To compare the efficacy of BCG and MMC based on an IPD meta-analysis of randomised trials.
DESIGN, SETTING, AND PARTICIPANTS: Trials were searched through Medline and review articles. The relevant trial investigators were contacted to provide IPD.
The drugs were compared with respect to time to recurrence, progression, and overall and cancer-specific death.
Nine trials that included 2820 patients were identified, and IPD were obtained from all of them. Patient characteristics were 71% primary, 54% Ta, 43% T1, 25% G1, 58% G2, and 16% G3, and 7% had prior intravesical chemotherapy. Based on a median follow-up of 4.4 yr, 43% recurred. Overall, there was no difference in the time to first recurrence (p=0.09) between BCG and MMC. In the trials with BCG maintenance, a 32% reduction in risk of recurrence on BCG compared to MMC was found (p<0.0001), while there was a 28% risk increase (p=0.006) for BCG in the trials without maintenance. BCG with maintenance was more effective than MMC in both patients previously treated and those not previously treated with chemotherapy. In the subset of 1880 patients for whom data on progression, survival, and cause of death were available, 12% progressed and 24% died, and, of those, 30% of the deaths were due to bladder cancer. No statistically significant differences were found for these long-term end points.
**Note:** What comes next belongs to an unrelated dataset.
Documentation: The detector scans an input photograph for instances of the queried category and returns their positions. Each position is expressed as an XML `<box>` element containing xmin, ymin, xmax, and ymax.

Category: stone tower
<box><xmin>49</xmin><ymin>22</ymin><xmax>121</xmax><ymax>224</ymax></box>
For prophylaxis of recurrence, maintenance BCG is required to demonstrate superiority to MMC. Prior intravesical chemotherapy was not a confounder. There were no statistically significant differences regarding progression, overall survival, and cancer-specific survival between the two treatments.
非肌层浸润性膀胱癌中危或高危患者术后需要辅助膀胱内灌注治疗。基于对既往发表结果的荟萃分析,指南推荐在这些患者中使用卡介苗(BCG)或丝裂霉素C(MMC)。然而,个体患者数据(IPD)荟萃分析才是金标准。
基于随机试验的IPD荟萃分析比较BCG和MMC的疗效。
设计、背景和参与者:通过Medline及综述文章检索试验。联系相关试验研究者以提供IPD。
比较两种药物在复发时间、进展、总生存及癌症特异性死亡方面的差异。
共识别出9项试验,纳入2820例患者,并获取了所有患者的IPD。患者特征为71%为原发性,54%为Ta期,43%为T1期,25%为G1级,58%为G2级,16%为G3级,7%曾接受过膀胱内化疗。中位随访4.4年,43%的患者复发。总体而言,BCG和MMC在首次复发时间上无差异(p=0.09)。在有BCG维持治疗的试验中,与MMC相比,BCG复发风险降低32%(p<0.0001),而在无维持治疗的试验中,BCG复发风险增加28%(p=0.006)。BCG维持治疗在既往接受过化疗和未接受过化疗的患者中均比MMC更有效。在1880例有进展、生存及死亡原因数据的患者亚组中,12%的患者进展,24%的患者死亡,其中30%的死亡归因于膀胱癌。在这些长期终点上未发现统计学显著差异。
为预防复发,需要维持使用BCG以证明其优于MMC。既往膀胱内化疗不是混杂因素。两种治疗在进展、总生存及癌症特异性生存方面无统计学显著差异。